Percy Jackson and the Olympians by Rick Riordan
Percy Jackson is a good kid, but he can’t seem to focus on his schoolwork or control his temper. And lately, being away at boarding school is only getting worse-Percy could have sworn his pre-algebra teacher turned into a monster and tried to kill him. When Percy’s mom finds out, she knows it’s time that he knew the truth about where he came from.
The Outsiders by S.E. Hinton
No one ever said life was easy. But Ponyboy is pretty sure that he’s got things figured out. He knows that he can count on his brothers, Darry and Sodapop. And he knows that he can count on his friends—true friends who would do anything for him, like Johnny and Two-Bit.

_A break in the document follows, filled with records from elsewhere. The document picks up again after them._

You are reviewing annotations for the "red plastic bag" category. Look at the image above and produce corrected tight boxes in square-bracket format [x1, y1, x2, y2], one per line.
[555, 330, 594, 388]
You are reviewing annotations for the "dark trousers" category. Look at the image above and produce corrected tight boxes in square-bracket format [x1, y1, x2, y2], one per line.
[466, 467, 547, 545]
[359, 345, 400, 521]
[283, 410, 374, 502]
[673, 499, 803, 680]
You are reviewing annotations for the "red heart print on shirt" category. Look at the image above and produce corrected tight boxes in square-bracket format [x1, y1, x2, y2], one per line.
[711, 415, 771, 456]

Merlin (The Lost Years) by T.A. Barron
Washed up on the shores of ancient Wales, the boy had no home, no memory and no name… he was determined to find all three. This best-selling series follows the adventures and training of young Merlin on the mist-shrouded isle of Fincayra, an enchanted land between earth and sky that is being destroyed by blight.

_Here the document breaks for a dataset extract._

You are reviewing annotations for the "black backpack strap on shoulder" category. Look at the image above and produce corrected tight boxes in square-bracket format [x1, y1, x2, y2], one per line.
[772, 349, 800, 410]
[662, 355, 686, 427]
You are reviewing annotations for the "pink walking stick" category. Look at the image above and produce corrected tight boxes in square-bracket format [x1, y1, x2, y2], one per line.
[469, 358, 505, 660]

Long Way Down by Jason Reynolds
Or, you can call it a gun. That’s what fifteen-year-old Will has shoved in the back waistband of his jeans. See, his brother Shawn was just murdered. And Will knows the rules. No crying. No snitching. Revenge. That’s where Will’s now heading, with that gun shoved in the back waistband of his jeans, the gun that was his brother’s gun.
The Graveyard Book by Neil Gaiman
It takes a graveyard to raise a child. Nobody Owens, known as Bod, is a normal boy. He would be completely normal if he didn’t live in a graveyard, being raised by ghosts, with a guardian who belongs to neither the world of the living nor the dead.
Looking for Alaska by John Green
Miles “Pudge” Halter is abandoning his safe-okay, boring-life. Fascinated by the last words of famous people, Pudge leaves for boarding school to seek what a dying Rabelais called the “Great Perhaps.” Pudge becomes encircled by friends whose lives are everything but safe and boring.
Holes by Louis Sachar
Stanley Yelnats is under a curse. A curse that began with his no-good-dirty-rotten-pig-stealing-great-great-grandfather and has since followed generations of Yelnatses. Now Stanley has been unjustly sent to a boys’ detention center, Camp Green Lake, where the boys build character by spending all day, every day digging holes.
Stormbreaker by Anthony Horowitz
They said his uncle Ian died in a car accident. But Alex Rider knows that’s a lie, and the bullet holes in the windshield prove it. Yet he never suspected the truth: his uncle was really a spy for Britain’s top secret intelligence agency. And now Alex has been recruited to find his uncle’s killers . . .
Dear Evan Hansen by Multiple Authors
When a letter that was never meant to be seen by anyone draws high school senior Evan Hansen into a family’s grief over the loss of their son, he is given the chance of a lifetime: to belong. He just has to stick to a lie he never meant to tell, that the notoriously troubled Connor Murphy was his secret best friend.
Hatchet by Gary Paulsen
Thirteen-year-old Brian Robeson, haunted by his secret knowledge of his mother’s infidelity, is traveling by single-engine plane to visit his father for the first time since the divorce. When the plane crashes, killing the pilot, the sole survivor is Brian. He is alone in the Canadian wilderness.
The Boy in the Striped Pajamas by John Boyne
When Bruno returns home from school one day, he discovers that his belongings are being packed in crates. His father has received a promotion and the family must move to a new house far, far away, where there is no one to play with and nothing to do. A tall fence stretches as far as the eye can see and cuts him off from the strange people in the distance.